Robert Griffin III never knew his paternal grandfather, the man for whom he carries his "III" in his name.
The 'original' Robert Griffin tragically at the young age of 43 due to a brain aneurysm caused by glaucoma.
This event caused the Griffins to fall into dire financial straits, and the family moved into the Desire Projects, a neighborhood in New Orleans.
Robert Griffin II (playfully called RG2), was athletic. He played basketball in high school, then joined the Army.
His service brought him for a time to Colorado, where he met his future wife and mother of Griffin III, Jackie.
The couple moved together as Robert's service moved him, eventually settling down in Japan following his retirement.
Robert Griffin III was born in Japan on February 12, 1990.
His early years saw him move to Tacoma, Washington, then New Orleans, until finally settling into Copperas Cove, Texas, in 1997, when Robert was seven.
Griffin III didn't just play football. As a matter of fact, he starred in basketball and track in high school.
His athleticism was apparent on the football field, as was his intelligence and decision making. As quarterback during his junior and senior years of high school, combined, he threw only nine interceptions, to go with 41 touchdown passes.
Robert knows not just how to win, but how it feels to lose. He led Copperas Cove High School to the Texas 4A Divsion I championship game, and lost. The bitter, sour taste of such a loss stays with an athlete. It is a taste that only gets washed away through redemption, by succeeding, by winning.
Griffin III no doubt had that taste in his mouth when he committed to Baylor to play quarterback. He knew what he was getting himself into by going there. Many "big time" football programs had pursued him out of high school. You may have heard of one of them.
A college called Stanford, perhaps?
How may history have been different, I wonder, if he'd gone all in on going to Stanford? Would Andrew Luck be where he is now? Well, that's a discussion for another time.
Baylor wasn't considered a particularly strong football program. Griffin III's first two seasons, 2008 and 2009, Baylor went 4-8. He had to watch most of 2010 following a serious injury to his ACL. Then came the awakening.
That 2011 season at Baylor, the one that put Griffin III on the map. The year he led the Baylor Bears to their first bowl game and bowl game victory in years.

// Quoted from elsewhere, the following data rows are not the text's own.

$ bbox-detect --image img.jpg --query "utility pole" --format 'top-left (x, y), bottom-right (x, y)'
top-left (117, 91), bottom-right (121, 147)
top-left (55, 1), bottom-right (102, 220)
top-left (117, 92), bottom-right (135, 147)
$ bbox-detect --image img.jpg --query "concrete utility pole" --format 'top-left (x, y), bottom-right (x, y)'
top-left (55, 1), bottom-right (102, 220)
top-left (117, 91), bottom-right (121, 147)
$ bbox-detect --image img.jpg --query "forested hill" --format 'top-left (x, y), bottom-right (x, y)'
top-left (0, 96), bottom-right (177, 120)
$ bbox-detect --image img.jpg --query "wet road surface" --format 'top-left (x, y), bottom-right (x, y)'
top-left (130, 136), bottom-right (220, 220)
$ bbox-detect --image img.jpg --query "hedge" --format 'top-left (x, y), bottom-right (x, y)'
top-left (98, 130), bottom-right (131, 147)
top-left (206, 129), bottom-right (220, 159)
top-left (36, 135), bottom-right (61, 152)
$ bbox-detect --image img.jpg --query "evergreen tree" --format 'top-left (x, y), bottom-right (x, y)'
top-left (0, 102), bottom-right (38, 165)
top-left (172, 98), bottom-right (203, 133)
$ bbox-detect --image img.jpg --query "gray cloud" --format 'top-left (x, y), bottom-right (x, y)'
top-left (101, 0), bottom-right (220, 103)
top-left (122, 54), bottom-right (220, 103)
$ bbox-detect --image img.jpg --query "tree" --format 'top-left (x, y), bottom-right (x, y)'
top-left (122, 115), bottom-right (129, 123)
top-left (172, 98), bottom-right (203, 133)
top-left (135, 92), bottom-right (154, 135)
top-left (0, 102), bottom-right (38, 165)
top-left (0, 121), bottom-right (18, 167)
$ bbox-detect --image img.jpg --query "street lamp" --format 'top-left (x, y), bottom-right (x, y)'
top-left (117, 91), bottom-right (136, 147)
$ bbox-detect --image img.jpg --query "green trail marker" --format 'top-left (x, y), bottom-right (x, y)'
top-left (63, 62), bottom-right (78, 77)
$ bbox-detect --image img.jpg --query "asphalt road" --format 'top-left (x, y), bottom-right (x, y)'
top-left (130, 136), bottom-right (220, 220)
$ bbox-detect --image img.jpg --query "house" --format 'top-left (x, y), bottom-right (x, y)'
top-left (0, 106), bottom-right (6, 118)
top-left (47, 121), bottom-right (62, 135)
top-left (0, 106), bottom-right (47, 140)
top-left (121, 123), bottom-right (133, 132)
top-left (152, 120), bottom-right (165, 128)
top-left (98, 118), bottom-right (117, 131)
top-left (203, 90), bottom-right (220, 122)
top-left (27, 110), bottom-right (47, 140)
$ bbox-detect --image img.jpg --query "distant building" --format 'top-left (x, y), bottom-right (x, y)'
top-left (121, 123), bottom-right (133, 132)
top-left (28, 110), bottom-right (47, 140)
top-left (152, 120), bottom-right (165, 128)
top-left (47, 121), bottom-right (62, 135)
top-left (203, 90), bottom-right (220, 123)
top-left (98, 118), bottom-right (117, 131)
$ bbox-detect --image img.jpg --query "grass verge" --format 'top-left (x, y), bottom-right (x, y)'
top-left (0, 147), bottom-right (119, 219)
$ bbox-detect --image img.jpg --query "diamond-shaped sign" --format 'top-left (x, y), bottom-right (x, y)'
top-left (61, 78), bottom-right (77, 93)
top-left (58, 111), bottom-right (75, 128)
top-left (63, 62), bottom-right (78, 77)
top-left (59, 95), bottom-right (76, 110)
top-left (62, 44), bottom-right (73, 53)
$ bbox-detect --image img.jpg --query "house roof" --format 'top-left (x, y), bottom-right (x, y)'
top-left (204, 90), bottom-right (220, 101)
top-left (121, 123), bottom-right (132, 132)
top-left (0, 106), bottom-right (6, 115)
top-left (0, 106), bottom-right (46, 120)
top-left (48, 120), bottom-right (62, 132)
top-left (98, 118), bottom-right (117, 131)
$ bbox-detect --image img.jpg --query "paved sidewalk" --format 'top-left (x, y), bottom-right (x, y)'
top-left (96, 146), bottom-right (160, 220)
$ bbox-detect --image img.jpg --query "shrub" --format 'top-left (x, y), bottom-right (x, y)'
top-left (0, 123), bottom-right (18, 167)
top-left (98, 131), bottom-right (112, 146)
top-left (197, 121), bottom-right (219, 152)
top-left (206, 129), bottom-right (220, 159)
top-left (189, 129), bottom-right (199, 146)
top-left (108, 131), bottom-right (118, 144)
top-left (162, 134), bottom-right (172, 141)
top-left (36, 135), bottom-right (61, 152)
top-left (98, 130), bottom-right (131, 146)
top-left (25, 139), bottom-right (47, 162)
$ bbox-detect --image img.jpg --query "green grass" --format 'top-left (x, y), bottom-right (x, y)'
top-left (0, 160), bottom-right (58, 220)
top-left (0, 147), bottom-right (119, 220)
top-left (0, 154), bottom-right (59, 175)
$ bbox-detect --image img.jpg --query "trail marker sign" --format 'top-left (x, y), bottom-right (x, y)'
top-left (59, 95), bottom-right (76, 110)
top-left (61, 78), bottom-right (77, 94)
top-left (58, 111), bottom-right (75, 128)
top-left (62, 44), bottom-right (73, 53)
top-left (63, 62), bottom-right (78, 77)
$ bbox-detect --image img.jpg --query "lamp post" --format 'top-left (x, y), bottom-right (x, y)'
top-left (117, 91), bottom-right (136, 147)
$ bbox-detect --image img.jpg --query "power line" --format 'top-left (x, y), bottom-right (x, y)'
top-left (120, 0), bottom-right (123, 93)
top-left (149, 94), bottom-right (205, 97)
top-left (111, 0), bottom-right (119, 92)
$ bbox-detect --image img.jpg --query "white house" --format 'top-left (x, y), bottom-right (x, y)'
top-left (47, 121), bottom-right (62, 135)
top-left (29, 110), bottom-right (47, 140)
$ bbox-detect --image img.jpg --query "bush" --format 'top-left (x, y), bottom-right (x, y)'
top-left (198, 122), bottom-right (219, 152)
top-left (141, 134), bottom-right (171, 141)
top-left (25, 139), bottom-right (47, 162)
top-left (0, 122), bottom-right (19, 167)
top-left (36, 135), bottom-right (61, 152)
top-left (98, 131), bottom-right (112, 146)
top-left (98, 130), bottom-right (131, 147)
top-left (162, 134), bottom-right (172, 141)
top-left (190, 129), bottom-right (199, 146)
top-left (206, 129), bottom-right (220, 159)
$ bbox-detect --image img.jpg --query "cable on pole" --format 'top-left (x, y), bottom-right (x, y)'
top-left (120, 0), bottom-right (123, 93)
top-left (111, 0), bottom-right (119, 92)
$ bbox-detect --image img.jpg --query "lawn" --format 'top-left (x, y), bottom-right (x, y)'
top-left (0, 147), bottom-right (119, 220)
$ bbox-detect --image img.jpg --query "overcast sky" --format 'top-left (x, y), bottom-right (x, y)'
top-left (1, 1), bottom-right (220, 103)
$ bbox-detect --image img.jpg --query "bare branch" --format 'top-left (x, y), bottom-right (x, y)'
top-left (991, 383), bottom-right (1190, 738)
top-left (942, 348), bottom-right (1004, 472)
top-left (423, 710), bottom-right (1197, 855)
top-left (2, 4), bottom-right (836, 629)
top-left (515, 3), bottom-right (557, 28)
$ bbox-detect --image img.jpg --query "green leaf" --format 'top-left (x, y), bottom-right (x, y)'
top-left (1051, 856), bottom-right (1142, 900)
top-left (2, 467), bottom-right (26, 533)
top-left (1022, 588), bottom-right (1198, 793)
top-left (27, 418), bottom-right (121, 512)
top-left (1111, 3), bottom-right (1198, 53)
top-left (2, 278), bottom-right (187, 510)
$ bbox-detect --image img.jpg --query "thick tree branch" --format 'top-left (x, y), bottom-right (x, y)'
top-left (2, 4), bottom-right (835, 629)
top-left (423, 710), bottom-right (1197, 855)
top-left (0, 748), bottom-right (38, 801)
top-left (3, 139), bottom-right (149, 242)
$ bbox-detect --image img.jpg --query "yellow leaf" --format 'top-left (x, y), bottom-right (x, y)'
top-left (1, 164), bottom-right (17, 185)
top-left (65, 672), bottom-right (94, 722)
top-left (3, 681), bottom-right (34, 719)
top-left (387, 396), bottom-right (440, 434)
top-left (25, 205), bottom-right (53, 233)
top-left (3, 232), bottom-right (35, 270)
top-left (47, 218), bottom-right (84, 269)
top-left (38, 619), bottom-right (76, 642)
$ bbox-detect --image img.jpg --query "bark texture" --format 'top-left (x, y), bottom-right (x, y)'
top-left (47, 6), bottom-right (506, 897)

The year he blew people's minds with his amazing quarterbacking, both by passing and by running.
The year he won the Heisman.
But that bad taste in his mouth still lingers. Now it's the Washington Redskins' turn to experience the magic of Griffin III.
He wowed the socks off of the football world in New Orleans in his debut. With time, he'll be wowing the commissioner up on that stage, taking hold of the Vince Lombardi Trophy, having FINALLY won that championship he's desired all these years.